L’environnement va alors influencer le degré d’attirance à l’égard d’une personne inconnue. En effet, ces résultats s’expliqueraient par un phénomène en psychologie qu’on appelle l’erreur d’attribution déjà mis en évidence dans les années 1970 par les psychologues Donald Dutton et Arthur Aron.
Pour étudier ce phénomène, les chercheurs avaient recruté un groupe d’hommes de 18 à 35 ans non accompagnés d’une femme. Ils devaient traverser soit des ponts avec des planches de bois suspendues au dessus d’un canyon, soit un pont stable et rassurant. A la fin de la traversée du pont, le participant était abordé par un expérimentateur (un jeune homme ou une jeune femme) qui prétextait effectuer une enquête sur l’expression artistique. Il s’agissait de remplir un questionnaire impliquant des items permettant d’évaluer à l’instant l’imaginaire sexuel, puis l’expérimentateur/trice proposait au participant de fournir des détails sur l’étude et donnait son numéro de téléphone pour être rappelé.

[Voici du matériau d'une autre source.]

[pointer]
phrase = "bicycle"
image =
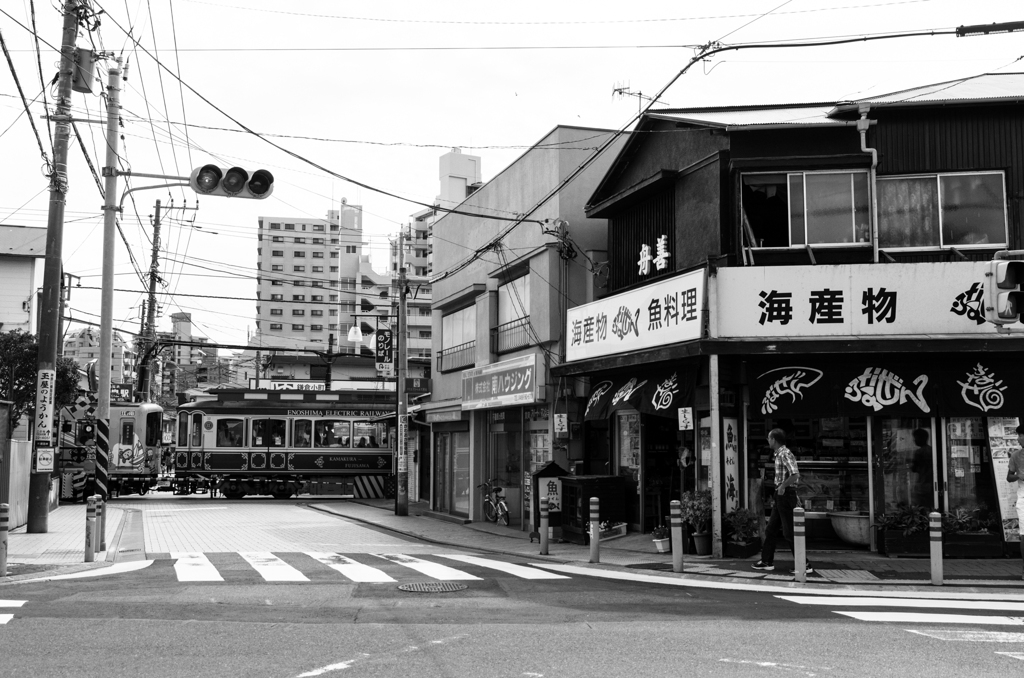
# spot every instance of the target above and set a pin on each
(495, 508)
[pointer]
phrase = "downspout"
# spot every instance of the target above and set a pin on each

Les résultats ont montré que la condition “pont suspendu au dessus du vide” suscitait un imaginaire sexuel plus fort que la condition “pont stable”. De plus, les participants ont rappelé cinq fois plus, lorsque la jeune femme menait l’enquête dans la condition “pont suspendu au dessus du vide”.
C’est donc bien le fait d’avoir vécu d’abord une émotion forte et ensuite rencontré une femme qui a incité les hommes à rappeler.
Il semble donc que vivre des émotions fortes permettrait de juger une personne plus attirante.
Donc, cher Nico, ton intuition était bonne parce que si on se base sur ces recherches, on peut généraliser sur le fait que les activités à sensation constituent un cadre propice pour susciter davantage de désir chez ta partenaire (bien qu’à ce stade de la relation, tu connais déjà sa réponse!).
Et si vous n’avez pas de pont suspendu ou de montagnes russes sous la main ?
Vous pouvez toujours inviter votre conquête au cinéma voir le dernier film d’horreur ou lui suggérer une balade en moto, la stimulation émotionnelle provoquée par le film ou la balade en moto devrait engendrer une erreur d’attribution en votre faveur !
Mais plus sérieusement, je pense qu’il vaut peut-être mieux éviter de prendre des décisions romantiques importantes sur des ponts effrayants ou dans des manèges à sensation, surtout, si nous souhaitons que nos relations soient basées sur (au moins) une véritable attirance. De ce fait, vous pouvez oublier l’idée du parc d’attraction pour un premier rendez-vous. A bon entendeur…
Références
Dutton, D. G., & Aron, A. P. (1974). Some evidence for heightened sexual attraction under conditions of high anxiety. Journal of Personality and Social Psychology, 30, 510–517.
Meston C.M., & Frohlich P.F. (2003). Love at first fright: partner salience moderates roller-coaster-induced excitation transfer. Arch Sex Behav. 32(6):537-44.